Papa, der bisher ungerührt in der Zeitung las, bequemte sich nun doch, den Kopf über den Rand zu strecken. „Wenn du es schon nicht weißt, Rike, wer soll es denn dann wissen? Du schaust dir doch alle Fernsehsendungen über Tiere und Pflanzen an und liest im Lexikon von A bis Z darüber nach. Ich kann dir nur sagen, dass die deutsche Bezeichnung für den Fjäl-Fräs Vielfraß ist. Mehr weiß ich darüber leider auch nicht.“
Nach dem Frühstück fischte Rike ihr Tier-Lexikon aus einem Stapel Bücher und las:
Der Vielfraß gehört zur Familie der Marder. Sein Äußeres ist eine Mischung zwischen Bär, Marder und Hund. Er versprüht wie das Stinktier übelriechende Düfte und verfügt über einen sehr guten Geruchssinn. Der immer hungrige Vielfraß ist ein erbarmungsloser Jäger, der Hasen, Füchse und sogar Rentiere und Elchkälber erlegt. Größere Tiere tötet er, indem er ihnen auf Bäumen sitzend auflauert und sie heimtückisch im Sprung erlegt. Außerdem nimmt er Vogelnester aus und frisst gerne süße Beeren.

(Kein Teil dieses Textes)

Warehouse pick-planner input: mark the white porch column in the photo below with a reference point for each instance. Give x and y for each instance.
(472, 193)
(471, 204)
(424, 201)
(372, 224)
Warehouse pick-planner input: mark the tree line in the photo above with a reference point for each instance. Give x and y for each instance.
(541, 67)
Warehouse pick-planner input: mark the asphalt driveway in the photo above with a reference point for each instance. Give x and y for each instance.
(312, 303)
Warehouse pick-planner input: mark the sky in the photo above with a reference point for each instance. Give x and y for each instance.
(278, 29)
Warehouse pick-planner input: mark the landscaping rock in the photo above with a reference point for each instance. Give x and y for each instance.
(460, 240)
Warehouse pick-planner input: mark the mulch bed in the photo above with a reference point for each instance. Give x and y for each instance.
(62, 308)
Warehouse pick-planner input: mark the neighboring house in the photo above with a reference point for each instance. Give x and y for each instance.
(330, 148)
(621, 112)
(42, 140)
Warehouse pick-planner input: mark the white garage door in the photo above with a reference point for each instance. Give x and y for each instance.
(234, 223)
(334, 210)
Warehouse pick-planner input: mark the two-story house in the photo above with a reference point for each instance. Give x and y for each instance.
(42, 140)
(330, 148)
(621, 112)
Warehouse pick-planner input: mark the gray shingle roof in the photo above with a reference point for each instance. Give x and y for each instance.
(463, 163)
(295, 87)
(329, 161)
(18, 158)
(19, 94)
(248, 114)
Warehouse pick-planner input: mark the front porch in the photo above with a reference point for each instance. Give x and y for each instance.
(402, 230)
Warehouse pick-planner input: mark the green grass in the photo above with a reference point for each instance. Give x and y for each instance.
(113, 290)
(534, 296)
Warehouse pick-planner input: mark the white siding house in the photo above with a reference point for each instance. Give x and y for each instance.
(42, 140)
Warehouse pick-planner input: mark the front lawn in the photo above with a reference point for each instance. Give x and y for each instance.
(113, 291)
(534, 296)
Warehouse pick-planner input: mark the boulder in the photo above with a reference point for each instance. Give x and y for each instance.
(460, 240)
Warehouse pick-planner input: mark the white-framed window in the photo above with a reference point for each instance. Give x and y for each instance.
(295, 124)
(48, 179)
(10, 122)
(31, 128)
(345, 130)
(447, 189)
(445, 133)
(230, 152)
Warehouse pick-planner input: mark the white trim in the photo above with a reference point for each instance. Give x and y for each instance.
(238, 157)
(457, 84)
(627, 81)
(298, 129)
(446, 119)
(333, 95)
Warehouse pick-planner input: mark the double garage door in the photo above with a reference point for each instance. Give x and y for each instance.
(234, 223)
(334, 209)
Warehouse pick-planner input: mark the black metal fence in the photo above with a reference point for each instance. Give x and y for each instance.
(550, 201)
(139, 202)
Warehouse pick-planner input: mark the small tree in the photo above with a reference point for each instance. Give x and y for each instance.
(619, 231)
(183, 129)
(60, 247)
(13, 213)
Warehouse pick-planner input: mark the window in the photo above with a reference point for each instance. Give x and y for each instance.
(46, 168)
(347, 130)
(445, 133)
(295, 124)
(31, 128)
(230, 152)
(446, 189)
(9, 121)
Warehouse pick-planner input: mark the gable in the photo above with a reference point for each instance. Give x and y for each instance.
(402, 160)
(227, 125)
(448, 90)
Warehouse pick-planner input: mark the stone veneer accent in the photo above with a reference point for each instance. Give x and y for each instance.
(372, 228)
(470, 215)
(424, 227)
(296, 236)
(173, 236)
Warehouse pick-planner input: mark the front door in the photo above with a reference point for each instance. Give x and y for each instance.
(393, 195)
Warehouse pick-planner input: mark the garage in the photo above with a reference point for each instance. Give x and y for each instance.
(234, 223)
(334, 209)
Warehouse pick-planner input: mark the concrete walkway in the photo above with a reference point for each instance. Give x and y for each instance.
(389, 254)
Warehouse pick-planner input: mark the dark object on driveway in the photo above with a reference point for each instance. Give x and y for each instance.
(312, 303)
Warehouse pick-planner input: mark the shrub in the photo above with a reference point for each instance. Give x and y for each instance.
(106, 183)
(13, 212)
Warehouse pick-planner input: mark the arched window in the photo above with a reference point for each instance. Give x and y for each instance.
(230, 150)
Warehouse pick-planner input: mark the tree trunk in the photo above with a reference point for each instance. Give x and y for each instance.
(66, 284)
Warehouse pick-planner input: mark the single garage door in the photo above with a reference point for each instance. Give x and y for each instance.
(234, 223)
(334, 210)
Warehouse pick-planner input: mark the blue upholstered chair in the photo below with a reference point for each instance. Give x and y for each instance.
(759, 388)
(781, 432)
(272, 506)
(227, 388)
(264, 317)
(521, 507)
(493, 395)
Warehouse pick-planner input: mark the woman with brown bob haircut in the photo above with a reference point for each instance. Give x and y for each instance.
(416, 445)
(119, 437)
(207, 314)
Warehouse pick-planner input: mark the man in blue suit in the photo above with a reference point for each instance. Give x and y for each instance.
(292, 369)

Die Beschuldigungen des Zaunkönigs konnten also stimmen. Rike fragte sich jedoch, ob Franjos Eltern es tatsächlich erlauben würden, ein gefährliches Raubtier als Haustier zu halten. Im Buch fand sie nichts darüber, dass Fjäl-Fräs auch Menschen angreifen würden, doch gerade das hatte der Zaunkönig behauptet.

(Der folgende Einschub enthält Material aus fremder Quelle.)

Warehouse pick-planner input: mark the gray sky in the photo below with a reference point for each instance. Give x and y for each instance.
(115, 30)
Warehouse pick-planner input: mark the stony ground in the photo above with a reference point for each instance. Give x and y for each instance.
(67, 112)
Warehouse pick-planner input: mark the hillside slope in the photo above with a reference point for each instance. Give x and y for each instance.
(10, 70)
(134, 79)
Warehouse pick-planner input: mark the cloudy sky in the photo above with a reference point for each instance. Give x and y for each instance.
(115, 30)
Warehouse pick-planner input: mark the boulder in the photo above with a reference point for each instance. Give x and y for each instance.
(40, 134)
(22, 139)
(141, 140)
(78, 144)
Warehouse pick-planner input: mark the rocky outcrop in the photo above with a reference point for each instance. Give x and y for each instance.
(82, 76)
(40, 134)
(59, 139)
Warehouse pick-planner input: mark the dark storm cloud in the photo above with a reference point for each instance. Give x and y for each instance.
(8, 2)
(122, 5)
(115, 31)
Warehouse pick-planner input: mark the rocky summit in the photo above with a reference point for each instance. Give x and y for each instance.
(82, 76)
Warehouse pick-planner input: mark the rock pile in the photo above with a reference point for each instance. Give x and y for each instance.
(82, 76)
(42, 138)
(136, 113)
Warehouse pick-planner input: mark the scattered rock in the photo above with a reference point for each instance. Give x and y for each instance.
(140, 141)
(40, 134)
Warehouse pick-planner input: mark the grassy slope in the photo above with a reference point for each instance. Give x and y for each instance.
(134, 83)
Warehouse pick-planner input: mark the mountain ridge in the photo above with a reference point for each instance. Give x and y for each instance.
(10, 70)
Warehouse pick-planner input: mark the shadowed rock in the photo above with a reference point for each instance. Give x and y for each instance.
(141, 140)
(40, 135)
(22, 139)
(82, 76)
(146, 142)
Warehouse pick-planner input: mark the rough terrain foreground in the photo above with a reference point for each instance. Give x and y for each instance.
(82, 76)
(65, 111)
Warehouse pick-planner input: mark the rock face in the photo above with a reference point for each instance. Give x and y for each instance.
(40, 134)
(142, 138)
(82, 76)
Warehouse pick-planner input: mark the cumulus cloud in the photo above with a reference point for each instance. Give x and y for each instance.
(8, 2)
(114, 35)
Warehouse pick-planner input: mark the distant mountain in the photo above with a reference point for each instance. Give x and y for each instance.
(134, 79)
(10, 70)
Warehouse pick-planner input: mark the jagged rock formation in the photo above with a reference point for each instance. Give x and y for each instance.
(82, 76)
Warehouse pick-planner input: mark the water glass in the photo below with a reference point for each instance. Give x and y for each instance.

Immer wieder ging sie die Traumfetzen durch, die ihr noch im Gedächtnis waren. Alles hatte vollkommen realistisch gewirkt. Rike zückte sogar ihren Atlas, doch sie fand keinen Ort, kein Land mit dem Namen Averda.

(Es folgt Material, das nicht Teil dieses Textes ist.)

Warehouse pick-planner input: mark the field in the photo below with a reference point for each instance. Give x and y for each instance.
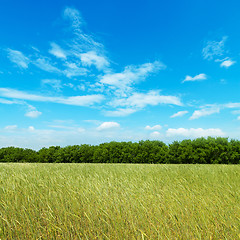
(119, 201)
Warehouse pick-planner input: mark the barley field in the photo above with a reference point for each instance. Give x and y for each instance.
(119, 201)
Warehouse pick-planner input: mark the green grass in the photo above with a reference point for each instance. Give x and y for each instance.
(101, 201)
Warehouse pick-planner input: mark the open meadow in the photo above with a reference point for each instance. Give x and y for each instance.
(119, 201)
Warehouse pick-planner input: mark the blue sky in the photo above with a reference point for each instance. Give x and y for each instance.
(75, 72)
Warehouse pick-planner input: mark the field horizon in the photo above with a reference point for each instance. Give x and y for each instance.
(119, 201)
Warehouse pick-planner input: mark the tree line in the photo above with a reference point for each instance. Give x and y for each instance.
(201, 150)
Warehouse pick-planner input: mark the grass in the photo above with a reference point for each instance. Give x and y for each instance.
(119, 201)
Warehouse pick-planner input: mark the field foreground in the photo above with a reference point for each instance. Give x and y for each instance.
(119, 201)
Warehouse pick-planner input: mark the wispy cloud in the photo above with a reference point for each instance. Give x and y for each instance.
(198, 77)
(194, 132)
(205, 111)
(92, 58)
(33, 114)
(57, 51)
(73, 70)
(45, 65)
(156, 127)
(179, 114)
(155, 135)
(214, 49)
(86, 100)
(74, 16)
(120, 112)
(18, 58)
(227, 63)
(11, 127)
(141, 100)
(131, 75)
(54, 83)
(108, 126)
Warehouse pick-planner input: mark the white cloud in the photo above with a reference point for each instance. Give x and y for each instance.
(74, 16)
(33, 114)
(156, 127)
(31, 128)
(120, 112)
(76, 129)
(75, 100)
(194, 132)
(227, 63)
(11, 127)
(54, 83)
(92, 58)
(214, 48)
(18, 58)
(57, 51)
(141, 100)
(155, 134)
(73, 70)
(198, 77)
(6, 101)
(205, 112)
(130, 75)
(236, 112)
(45, 65)
(179, 114)
(108, 126)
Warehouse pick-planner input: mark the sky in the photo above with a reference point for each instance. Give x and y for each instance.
(88, 72)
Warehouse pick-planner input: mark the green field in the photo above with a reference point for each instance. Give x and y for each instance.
(119, 201)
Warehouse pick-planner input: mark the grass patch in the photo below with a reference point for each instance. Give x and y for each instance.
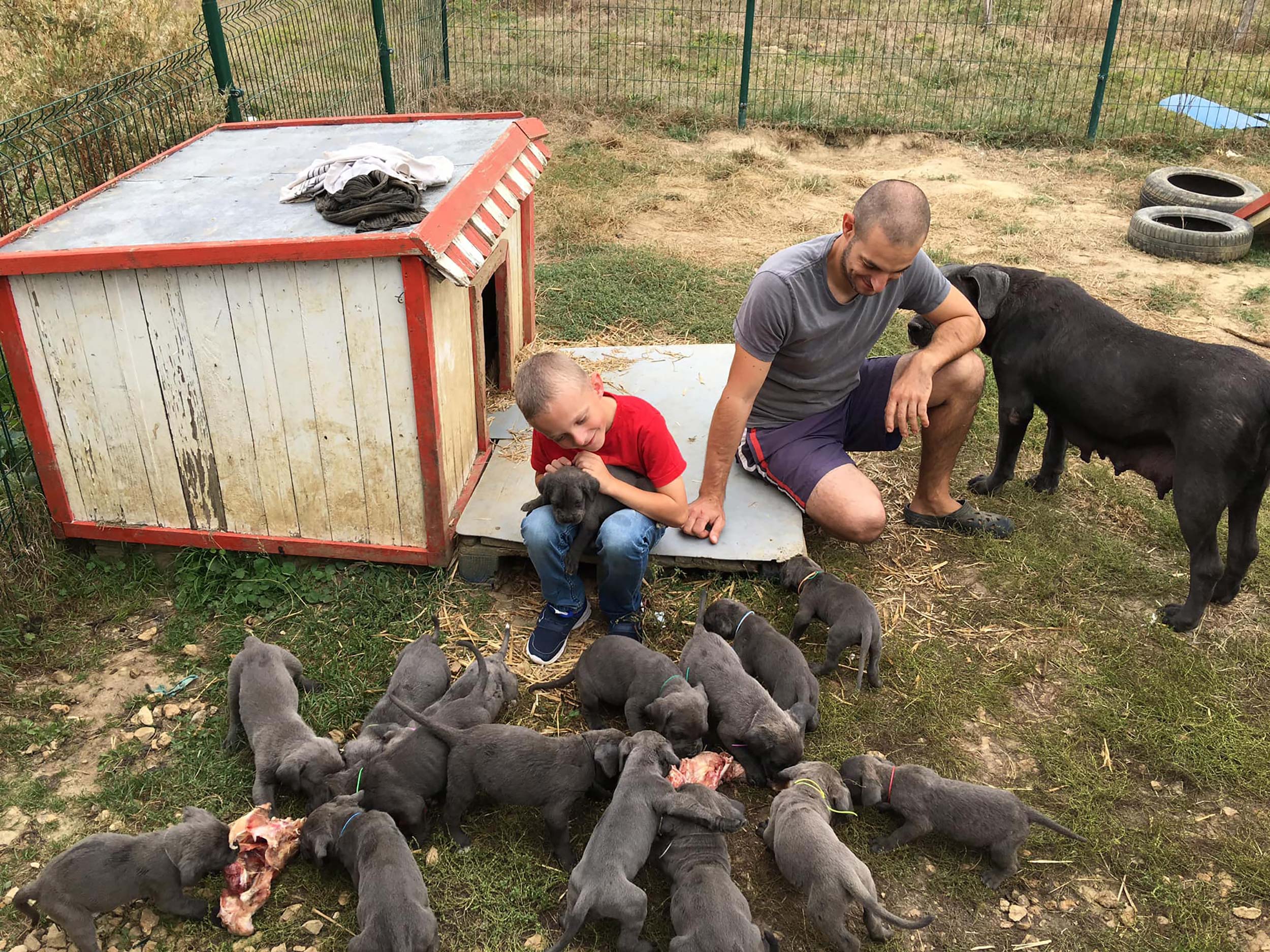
(1169, 299)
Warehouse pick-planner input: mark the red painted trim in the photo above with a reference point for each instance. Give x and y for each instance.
(503, 206)
(62, 209)
(427, 399)
(478, 320)
(265, 545)
(455, 210)
(527, 287)
(1255, 206)
(350, 120)
(34, 420)
(469, 488)
(195, 253)
(504, 329)
(478, 240)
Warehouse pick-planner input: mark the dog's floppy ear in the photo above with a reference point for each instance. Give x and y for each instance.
(609, 756)
(994, 286)
(870, 782)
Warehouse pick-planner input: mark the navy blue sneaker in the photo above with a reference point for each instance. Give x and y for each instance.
(552, 634)
(629, 626)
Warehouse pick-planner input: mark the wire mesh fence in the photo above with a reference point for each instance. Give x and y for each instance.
(1024, 69)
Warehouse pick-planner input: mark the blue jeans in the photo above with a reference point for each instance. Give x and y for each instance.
(623, 546)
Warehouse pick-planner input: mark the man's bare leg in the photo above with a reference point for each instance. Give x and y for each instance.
(847, 504)
(954, 397)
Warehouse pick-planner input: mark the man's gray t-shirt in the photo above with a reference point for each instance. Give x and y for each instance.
(816, 344)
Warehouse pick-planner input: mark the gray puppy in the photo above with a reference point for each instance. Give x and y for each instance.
(619, 846)
(263, 700)
(652, 692)
(816, 862)
(412, 768)
(110, 870)
(709, 913)
(421, 677)
(985, 818)
(501, 691)
(849, 612)
(393, 913)
(519, 766)
(748, 724)
(576, 499)
(771, 658)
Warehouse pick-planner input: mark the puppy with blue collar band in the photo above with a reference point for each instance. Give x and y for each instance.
(770, 658)
(393, 913)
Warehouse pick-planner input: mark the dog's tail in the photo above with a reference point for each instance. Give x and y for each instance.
(558, 683)
(1033, 816)
(453, 737)
(878, 909)
(573, 922)
(22, 903)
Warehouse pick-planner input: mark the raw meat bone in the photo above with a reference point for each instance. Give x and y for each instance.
(707, 768)
(265, 847)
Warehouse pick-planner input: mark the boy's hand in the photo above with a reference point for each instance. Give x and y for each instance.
(593, 465)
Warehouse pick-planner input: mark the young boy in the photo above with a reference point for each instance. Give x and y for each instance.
(578, 423)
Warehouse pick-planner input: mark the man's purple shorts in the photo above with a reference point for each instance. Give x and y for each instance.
(797, 456)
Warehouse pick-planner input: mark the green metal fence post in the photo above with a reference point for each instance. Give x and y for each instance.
(747, 49)
(1104, 70)
(221, 60)
(382, 39)
(445, 40)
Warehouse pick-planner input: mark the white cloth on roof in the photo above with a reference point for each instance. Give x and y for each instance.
(334, 169)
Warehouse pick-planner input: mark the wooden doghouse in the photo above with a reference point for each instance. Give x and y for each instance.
(200, 365)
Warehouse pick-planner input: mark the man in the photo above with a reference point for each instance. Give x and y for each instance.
(803, 392)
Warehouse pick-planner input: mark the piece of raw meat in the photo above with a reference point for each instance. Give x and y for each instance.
(707, 768)
(265, 846)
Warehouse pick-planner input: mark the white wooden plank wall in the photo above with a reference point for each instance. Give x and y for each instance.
(515, 285)
(390, 295)
(272, 400)
(451, 323)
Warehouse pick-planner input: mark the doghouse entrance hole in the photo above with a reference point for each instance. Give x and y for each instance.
(491, 334)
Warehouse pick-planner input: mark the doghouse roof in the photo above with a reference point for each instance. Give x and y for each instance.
(214, 200)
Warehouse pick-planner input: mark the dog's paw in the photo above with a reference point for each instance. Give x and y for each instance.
(985, 485)
(1177, 617)
(1043, 483)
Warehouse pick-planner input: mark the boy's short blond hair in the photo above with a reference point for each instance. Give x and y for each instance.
(543, 377)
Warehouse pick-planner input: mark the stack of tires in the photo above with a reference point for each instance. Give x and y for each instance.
(1189, 212)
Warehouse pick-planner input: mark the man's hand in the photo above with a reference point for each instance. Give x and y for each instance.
(593, 465)
(910, 392)
(705, 518)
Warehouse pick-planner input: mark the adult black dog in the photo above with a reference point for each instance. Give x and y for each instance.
(1189, 417)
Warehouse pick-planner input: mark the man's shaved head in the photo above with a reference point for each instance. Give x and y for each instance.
(900, 209)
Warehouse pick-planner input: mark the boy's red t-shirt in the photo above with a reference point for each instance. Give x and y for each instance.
(638, 440)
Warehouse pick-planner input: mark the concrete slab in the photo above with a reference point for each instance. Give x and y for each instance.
(684, 382)
(225, 186)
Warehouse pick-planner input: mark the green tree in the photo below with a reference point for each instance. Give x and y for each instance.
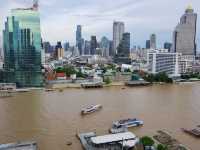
(147, 141)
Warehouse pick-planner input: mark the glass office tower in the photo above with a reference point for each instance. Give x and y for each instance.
(22, 48)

„Rike?“ Mama stand in der Tür. „Machst du Hausaufgaben?“
„Nein, noch nicht. Ich hab was nachgesehen. Aber ich fang gleich damit an.“
„Du, ich geh mal zu Oma Luise rüber. Sie hat eben angerufen. Sie fühlt sich ganz elend.“
„Oh. Was hat sie denn?“
„Ach, eine starke Erkältung.“
„Dann wünsch ihr gute Besserung von mir. Ich besuch sie bald mal.“
Oma Luise war nicht ihre wirkliche Oma, sondern eine ältere Dame aus der Nachbarschaft, aber die beste Ersatzoma, die man sich vorstellen konnte. Sie hatte früher auf Rike und Nele aufgepasst wenn Not am Mann war.
Oma Luise fand immer Zeit für sie, hatte stets ein offenes Ohr, wusste immer einen guten Rat, kannte jede Menge Hausrezepte gegen allerlei Wehwehchen und backte die besten Kuchen und Kekse. Sie liebte Kartenspiele, spielte „Mensch ärgere Dich nicht“ auch fünfmal nacheinander, ohne genervt auf die Uhr zu sehen und puzzelte mit ihnen um die Wette, zumindest dann, wenn sie ihre Brille auf der Nase hatte.